Sunday 20 October 2024

Fiscal Drag, Indeed

Rachel Reeves is a purely titular Chancellor of the Exchequer, whose Cabinet colleagues ignore her and deal directly with a Prime Minister who does not rebuke them. Still, she is the Second Lord of the Treasury to his First, so they must both take responsibility for the £149 increase in energy bills, for the 22 to 44 per cent increase in water bills, for the zero growth in GDP, for the mere 0.3 per cent retail growth, for the steepest September reduction in consumer confidence in 48 years, for lower investor confidence than there was under Liz Truss, and for the five per cent increase in the number of firms at risk of collapse.

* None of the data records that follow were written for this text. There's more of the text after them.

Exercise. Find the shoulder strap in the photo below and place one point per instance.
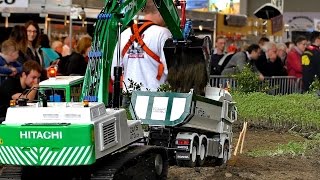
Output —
(136, 36)
(142, 28)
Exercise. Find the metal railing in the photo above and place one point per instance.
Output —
(276, 84)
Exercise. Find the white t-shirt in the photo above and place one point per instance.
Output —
(137, 64)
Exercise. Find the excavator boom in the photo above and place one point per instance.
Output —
(105, 38)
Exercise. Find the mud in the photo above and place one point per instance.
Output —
(245, 167)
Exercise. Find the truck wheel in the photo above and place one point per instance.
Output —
(224, 159)
(202, 157)
(193, 158)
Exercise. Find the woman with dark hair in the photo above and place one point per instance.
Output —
(19, 35)
(77, 62)
(48, 54)
(33, 33)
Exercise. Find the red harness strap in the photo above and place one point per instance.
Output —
(136, 36)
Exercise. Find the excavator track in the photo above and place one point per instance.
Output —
(136, 162)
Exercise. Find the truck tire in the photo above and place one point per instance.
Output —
(201, 159)
(224, 159)
(193, 158)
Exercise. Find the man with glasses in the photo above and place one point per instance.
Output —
(217, 54)
(311, 62)
(14, 88)
(269, 64)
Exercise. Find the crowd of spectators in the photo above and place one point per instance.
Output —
(299, 59)
(27, 50)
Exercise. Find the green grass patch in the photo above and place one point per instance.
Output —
(292, 149)
(282, 111)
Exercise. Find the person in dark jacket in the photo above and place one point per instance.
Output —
(217, 54)
(8, 60)
(269, 64)
(77, 62)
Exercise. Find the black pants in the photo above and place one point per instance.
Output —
(2, 119)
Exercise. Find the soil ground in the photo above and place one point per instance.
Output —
(285, 167)
(245, 167)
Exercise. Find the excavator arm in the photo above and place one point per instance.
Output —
(118, 14)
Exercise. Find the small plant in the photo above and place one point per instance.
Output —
(133, 86)
(248, 81)
(315, 86)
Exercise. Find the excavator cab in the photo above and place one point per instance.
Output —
(188, 63)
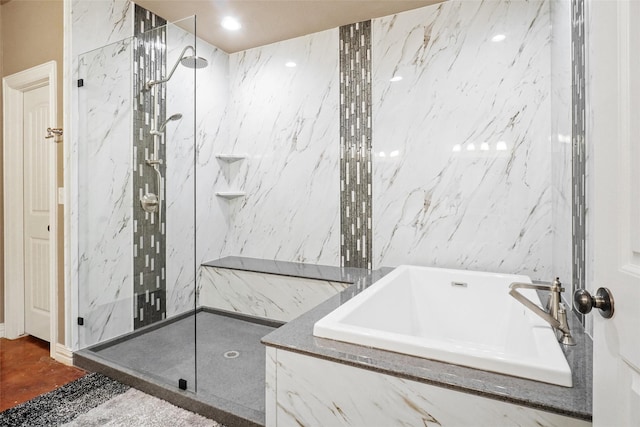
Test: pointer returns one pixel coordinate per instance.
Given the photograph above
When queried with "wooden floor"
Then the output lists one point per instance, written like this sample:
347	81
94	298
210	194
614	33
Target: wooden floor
27	371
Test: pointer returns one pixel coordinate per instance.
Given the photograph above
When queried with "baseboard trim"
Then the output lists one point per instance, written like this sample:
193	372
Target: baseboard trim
64	355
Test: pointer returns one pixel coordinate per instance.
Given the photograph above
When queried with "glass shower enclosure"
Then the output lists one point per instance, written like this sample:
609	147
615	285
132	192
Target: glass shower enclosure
136	203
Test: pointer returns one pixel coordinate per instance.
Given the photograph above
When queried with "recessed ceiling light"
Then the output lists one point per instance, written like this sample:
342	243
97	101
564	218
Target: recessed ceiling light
230	23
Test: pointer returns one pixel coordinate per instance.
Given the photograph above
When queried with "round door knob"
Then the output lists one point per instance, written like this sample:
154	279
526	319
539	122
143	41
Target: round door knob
602	300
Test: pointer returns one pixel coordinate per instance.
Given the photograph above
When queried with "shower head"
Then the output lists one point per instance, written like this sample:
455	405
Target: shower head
194	62
171	118
191	61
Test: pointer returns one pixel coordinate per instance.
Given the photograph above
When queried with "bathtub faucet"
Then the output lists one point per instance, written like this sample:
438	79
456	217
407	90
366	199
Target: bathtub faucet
556	314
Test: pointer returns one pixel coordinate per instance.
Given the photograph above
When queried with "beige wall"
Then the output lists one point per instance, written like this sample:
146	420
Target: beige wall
31	33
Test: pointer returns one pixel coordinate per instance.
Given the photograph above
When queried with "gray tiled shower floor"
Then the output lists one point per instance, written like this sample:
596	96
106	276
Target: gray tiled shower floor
169	353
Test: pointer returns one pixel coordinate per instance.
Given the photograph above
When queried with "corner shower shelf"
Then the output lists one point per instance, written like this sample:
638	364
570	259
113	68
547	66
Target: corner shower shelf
230	194
230	158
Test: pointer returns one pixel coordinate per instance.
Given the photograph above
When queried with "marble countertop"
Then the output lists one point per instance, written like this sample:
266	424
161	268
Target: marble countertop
297	336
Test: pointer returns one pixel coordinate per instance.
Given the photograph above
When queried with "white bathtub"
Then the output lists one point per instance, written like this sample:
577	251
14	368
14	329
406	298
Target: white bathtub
455	316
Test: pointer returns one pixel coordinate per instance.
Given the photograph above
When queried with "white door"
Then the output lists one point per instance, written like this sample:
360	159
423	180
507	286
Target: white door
36	212
613	62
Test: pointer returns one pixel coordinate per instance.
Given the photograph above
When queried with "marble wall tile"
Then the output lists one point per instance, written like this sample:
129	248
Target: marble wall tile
286	120
317	392
271	296
190	182
462	165
561	149
100	162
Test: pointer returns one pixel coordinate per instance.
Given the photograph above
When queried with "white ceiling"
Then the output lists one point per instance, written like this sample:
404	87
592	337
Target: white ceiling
266	21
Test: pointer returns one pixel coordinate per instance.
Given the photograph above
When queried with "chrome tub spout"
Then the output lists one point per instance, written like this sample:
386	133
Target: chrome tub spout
556	316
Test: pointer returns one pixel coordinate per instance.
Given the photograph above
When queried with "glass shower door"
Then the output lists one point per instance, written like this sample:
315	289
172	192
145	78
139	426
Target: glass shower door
136	198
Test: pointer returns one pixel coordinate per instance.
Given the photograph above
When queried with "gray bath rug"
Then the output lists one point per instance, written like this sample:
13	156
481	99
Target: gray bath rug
63	404
135	408
96	400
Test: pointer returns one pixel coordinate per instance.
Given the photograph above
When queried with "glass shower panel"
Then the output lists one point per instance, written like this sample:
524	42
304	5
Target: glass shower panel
136	286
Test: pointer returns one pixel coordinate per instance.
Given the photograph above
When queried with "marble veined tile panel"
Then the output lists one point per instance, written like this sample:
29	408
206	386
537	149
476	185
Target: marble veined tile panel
462	159
271	296
561	147
286	119
317	392
93	24
104	219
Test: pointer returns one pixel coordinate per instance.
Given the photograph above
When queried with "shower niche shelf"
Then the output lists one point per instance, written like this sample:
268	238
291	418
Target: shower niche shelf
230	158
229	195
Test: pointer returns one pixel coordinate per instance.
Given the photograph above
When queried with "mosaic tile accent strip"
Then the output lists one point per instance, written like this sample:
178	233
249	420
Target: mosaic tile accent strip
355	145
578	132
149	111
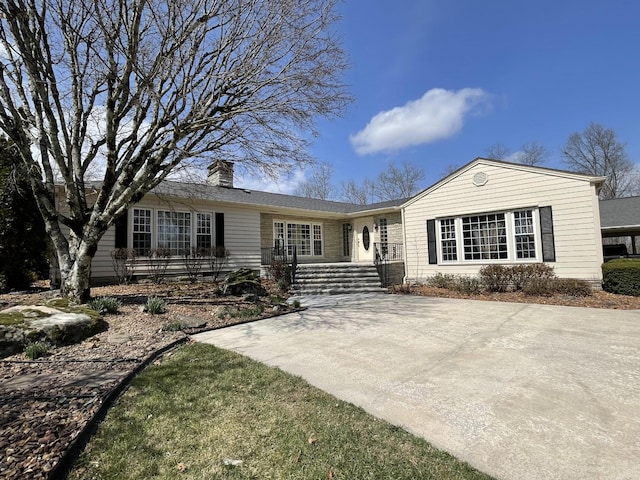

Male life expectancy has fallen by 266 days, yet Reeves plans to put up the pension age. The capital expenditure rules have been scrapped, which may or may not be a good thing depending on the details, but which is a clear breach of the Labour manifesto. As is the straightforwardly bad abandonment of the commitment not to increase National Insurance contributions. Fiscal drag is also a directly manifesto-breaching increase in income tax.

And neither Reeves nor anyone else knows whether VAT on school fees is supposed to be a permanent source of income, or a means of closing those schools. It cannot be both. During this Parliament, the measures that it had been supposed to fund will be deemed to have been achieved, and the tax will be discontinued. If that required both a new Chancellor and a new Education Secretary, then those there would be.